Julien Héricourt : Je suis directeur sportif de l'équipe de France d'athlétisme depuis 2009 et j'accompagnais déjà notre délégation sur les derniers Mondiaux en Nouvelle-Zélande, en 2011, et lors des Jeux de Londres en 2012. J'ai eu la chance, depuis deux ans, de faire partie du comité d'organisation de ces Mondiaux de Lyon et d'apporter mon expertise pour recentrer cet évènement autour des athlètes.

H.fr : Que retiendra-t-on de cette édition lyonnaise ?
JH : Le plus important, c'est l'engouement populaire autour de ces championnats du monde. On a compté presque 4 000 spectateurs chaque jour dans les tribunes alors qu'ils n'étaient que quelques centaines lors de la précédente édition, en Nouvelle-Zélande. Nous avons également pu bénéficier d'une couverture médiatique sans précédent avec presque 300 journalistes accrédités, un direct deux heures par jour sur France 4 et la présence de la BBC et de Channel 4 qui transmettaient pratiquement non-stop... Marie-Amélie Le Fur, deux fois vice-championne sur le sprint a été invitée sur TF1. Et nous avions un papier chaque jour dans L'Equipe. C'est excellent pour le handisport mais cela peut aussi devenir un piège...

H.fr : Pourquoi cette notoriété serait-elle un piège ?
JH : Parce que nos athlètes ne sont pas préparés pour faire face à cette médiatisation et forcément aux critiques qui vont avec... Par exemple, certains médias ont épinglé Marie-Amélie parce qu'elle avait « perdu son titre mondial » sur le 100 m. Ce qu'il faut savoir, c'est que la championne néerlandaise court avec deux lames (doublée amputée), ce qui lui procure un avantage indéniable. J'aimerais qu'elles puissent concourir dans des catégories distinctes mais le règlement international reste ce qu'il est. En attendant, Marie-Amélie reste la meilleure en « une lame » mais certains médias ont occulté ces détails et n'ont retenu que sa « défaite » !

H.fr : Il y a donc vraiment un avant et un après Londres ?
JH : Oui, c'est manifeste. Londres a été un tournant dans l'histoire de l'athlétisme handisport. C'est peut-être le début d'une nouvelle ère. Nous espérons que cette montée en puissance de la médiatisation va finir par interpeler les sponsors.
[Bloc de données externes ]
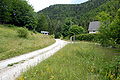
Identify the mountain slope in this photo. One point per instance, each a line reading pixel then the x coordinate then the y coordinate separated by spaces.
pixel 12 45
H.fr : Aucun de vos athlètes n'est sponsorisé ?
JH : Si mais seulement deux ou trois. Les autres sont étudiants ou travaillent, en bénéficiant parfois d'un CIP (Contrat d'insertion professionnelle).

H.fr : Combien d'athlètes dans l'équipe de France à Lyon ?
JH : Trente-trois avaient été sélectionnés mais Alain Akakpo (saut en longueur) s'est blessé et a dû déclarer forfait.

H.fr : La ministre des sports, Valérie Fourneyron, avait annoncé que la France serait dans le Top 10 des nations. Elle a vu trop grand ?
JH : Oui, nous avons tenté de la raisonner en lui suggérant plutôt la quinzième place. Au final, avec 14 médailles, la France occupe la vingtième mais il n'y a rien d'illogique car nous étions à Lyon avec un collectif à son tiers rajeuni, douze nouveaux athlètes qui connaissaient, sur ces mondiaux, leur première sélection nationale. Et puis la « retraite » de la sprinteuse Assia El'Hannouni, après les Jeux de Londres, nous a privés d'au moins deux ou trois médailles sur ces championnats... Alors entre les départs des uns et l'intégration des autres, on peut considérer que l'équipe de France est à sa place.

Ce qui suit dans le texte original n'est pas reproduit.